More About Less

Wow! Where have I been?! I keep telling myself to sit down and write a blog, but the life of a mommy-homeschooler-photographer always gets in the way! Dang life. Always messing up my plans to write about life.

Today I've conquered life for the moment and here I am, nursing baby in my lap, clean laundry piled up and waiting for attention, big kids playing in their room and Revelation Wellness homework calling my name. But first, you.

You know how I'm always talking about Balance? It seems like the focus of my whole life has been finding Balance. It's hard to find. It's hard to maintain. And I crave it. CRAVE it.

If I had it my way we'd be living on a farm somewhere, working hard for our sustenance, breathing in fresh air and finding the Sacred in the ordinary. Which I guess we kind of are (minus the farm and fresh air part). We work our booties off. We search and search and search - finding Sacred moments buried underneath ordinary (or painful) circumstances.

We are living this life of less. Excess isn't even an option. Funny that God calls us to something - as if it we had a choice. Either way it's going to happen. I guess He just wants us on board. Maybe attitude IS everything. Maybe perspective is what gives us courage. We know the struggle is coming, is here, and we lean into it instead of away from it. We take the full force of difficulty and tell ourselves relief is coming soon.

I feel that way in Revelation Fitness. It's hard as hell. My old self screams at me from the first jog around the gym - "You CAN'T do this! It's too much!" But my new self - the self that refuses to be a selfish mess for one more minute says, "This is possible for me. I CAN do this." I push a little farther and look back just in time to see I've conquered another mountain.

Sometimes when I need a little more courage I look for Joe. I find him giving everything he has on the other side of the gym - he's sweaty and strong, pushing into the obstacle rather than cowering away from it. I'm proud of him. And the reminder that he's doing this too - we're doing it together - gives me a bit more endurance.

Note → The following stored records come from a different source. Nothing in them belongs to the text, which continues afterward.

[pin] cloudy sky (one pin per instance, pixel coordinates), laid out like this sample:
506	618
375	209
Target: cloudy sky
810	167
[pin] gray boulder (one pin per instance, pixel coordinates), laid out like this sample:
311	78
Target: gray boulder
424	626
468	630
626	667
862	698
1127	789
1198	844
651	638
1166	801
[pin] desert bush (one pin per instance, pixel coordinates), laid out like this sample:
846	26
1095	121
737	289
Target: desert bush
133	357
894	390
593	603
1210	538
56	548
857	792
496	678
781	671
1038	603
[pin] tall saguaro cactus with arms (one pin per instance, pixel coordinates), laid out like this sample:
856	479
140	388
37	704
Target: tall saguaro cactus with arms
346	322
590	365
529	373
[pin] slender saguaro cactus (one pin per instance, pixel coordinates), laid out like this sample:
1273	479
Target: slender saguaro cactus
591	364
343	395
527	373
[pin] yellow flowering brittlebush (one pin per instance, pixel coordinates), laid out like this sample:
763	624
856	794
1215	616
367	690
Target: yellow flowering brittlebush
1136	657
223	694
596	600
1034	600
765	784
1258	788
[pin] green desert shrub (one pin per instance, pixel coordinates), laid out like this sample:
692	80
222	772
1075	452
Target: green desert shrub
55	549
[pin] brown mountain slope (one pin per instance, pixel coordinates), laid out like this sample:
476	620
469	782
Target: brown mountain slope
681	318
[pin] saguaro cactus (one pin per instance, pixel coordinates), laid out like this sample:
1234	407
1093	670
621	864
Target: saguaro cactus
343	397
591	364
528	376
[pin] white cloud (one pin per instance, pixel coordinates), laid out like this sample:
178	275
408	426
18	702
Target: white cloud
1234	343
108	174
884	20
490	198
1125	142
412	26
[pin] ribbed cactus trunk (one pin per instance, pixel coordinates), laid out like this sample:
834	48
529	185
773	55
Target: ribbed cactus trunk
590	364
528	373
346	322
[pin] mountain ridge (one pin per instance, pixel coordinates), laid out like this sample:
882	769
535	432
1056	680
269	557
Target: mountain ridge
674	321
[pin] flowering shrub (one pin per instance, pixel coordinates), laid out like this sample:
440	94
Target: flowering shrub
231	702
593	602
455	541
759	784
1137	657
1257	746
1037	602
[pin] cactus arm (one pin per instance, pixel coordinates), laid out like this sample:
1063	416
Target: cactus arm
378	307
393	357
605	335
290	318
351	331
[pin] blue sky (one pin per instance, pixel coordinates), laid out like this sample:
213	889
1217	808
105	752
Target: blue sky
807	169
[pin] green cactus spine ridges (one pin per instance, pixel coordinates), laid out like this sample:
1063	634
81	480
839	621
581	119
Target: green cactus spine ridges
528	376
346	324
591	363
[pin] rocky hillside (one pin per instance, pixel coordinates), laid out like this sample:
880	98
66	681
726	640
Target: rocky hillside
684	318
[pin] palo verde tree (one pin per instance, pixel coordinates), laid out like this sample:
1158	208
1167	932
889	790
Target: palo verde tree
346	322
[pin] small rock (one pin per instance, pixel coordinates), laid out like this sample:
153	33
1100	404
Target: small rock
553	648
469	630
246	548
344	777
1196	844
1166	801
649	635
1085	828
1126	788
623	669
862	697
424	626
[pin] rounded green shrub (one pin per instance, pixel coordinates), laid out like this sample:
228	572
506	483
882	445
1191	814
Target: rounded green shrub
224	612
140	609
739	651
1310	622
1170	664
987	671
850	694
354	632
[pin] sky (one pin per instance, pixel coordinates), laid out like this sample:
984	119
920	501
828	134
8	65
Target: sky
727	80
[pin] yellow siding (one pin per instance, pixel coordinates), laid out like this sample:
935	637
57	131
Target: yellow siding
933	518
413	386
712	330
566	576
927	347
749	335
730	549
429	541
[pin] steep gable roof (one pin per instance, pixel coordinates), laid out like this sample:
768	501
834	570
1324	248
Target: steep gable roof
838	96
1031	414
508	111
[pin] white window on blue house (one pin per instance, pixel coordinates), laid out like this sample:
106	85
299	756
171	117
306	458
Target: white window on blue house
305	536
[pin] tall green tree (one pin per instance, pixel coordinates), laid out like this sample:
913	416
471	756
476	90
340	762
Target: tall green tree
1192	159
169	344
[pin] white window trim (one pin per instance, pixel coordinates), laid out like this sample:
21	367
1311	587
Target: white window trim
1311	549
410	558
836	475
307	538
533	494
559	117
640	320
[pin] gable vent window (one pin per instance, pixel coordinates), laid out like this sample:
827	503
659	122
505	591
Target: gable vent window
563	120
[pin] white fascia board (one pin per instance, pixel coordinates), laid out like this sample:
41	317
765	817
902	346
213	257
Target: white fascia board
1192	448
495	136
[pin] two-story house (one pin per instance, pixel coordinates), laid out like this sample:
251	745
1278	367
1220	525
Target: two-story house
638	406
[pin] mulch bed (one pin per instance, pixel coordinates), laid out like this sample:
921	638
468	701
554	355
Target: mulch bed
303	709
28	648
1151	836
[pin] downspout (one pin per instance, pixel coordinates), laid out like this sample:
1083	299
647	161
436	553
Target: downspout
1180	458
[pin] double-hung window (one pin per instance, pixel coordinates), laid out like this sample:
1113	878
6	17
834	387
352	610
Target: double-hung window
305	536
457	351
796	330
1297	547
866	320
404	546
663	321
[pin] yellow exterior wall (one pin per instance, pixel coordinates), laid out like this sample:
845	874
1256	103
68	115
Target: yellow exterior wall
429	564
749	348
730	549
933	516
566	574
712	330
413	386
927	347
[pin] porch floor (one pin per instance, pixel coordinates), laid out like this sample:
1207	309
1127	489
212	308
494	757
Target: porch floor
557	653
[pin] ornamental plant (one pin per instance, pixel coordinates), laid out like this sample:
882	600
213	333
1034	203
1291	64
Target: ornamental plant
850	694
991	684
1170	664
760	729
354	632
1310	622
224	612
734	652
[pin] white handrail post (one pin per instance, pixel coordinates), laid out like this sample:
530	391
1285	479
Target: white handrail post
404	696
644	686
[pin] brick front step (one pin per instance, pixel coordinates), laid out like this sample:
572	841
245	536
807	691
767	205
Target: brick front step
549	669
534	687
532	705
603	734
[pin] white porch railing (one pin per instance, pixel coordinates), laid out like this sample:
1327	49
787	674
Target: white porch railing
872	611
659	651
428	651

This is our life. This is what every day looks like. Just when we think we're about to come up for air another wave crashes down on us, stealing every last inch of air from us. But I look over... and he's there. He's there. He's determined. He's working his ass off. So I resolve again. I'm going to make it over the next wave. And sometimes we do.

I'm always looking for the delicate line of Balance. I'm always trying to mold my life around what is holy and noble and true and good. I'm constantly searching.

Sometimes I figure it out for a moment, I sink into the beauty of Balance and float along for a little while. And then something rocks the boat - I'm foundering again. Fear creeps in and steals peace from me. I sink.

Small things re-center me. Exercise. Whole food. Hikes with my family. Dates with Joe. Daisy snuggled up and sleeping on me. Judah asking me to cuddle him at night. Aravis singing to Daisy. A clean house. Time with my girlfriends. Holy Yoga. Lunch with my mom. Dropping my kids off with my dad for the morning.

Life would easily swallow me. God has called us into less, but he's provided more. We're learning how to live with half paid bills, creative food shopping, badly baked bread, a borrowed car, clothes that are almost too small for the kids and budgeted gas.

This is life. This is less. And it's still more than most people have. We're lacking physically and growing spiritually. We're expanding our tents - even if we have nothing to put in them.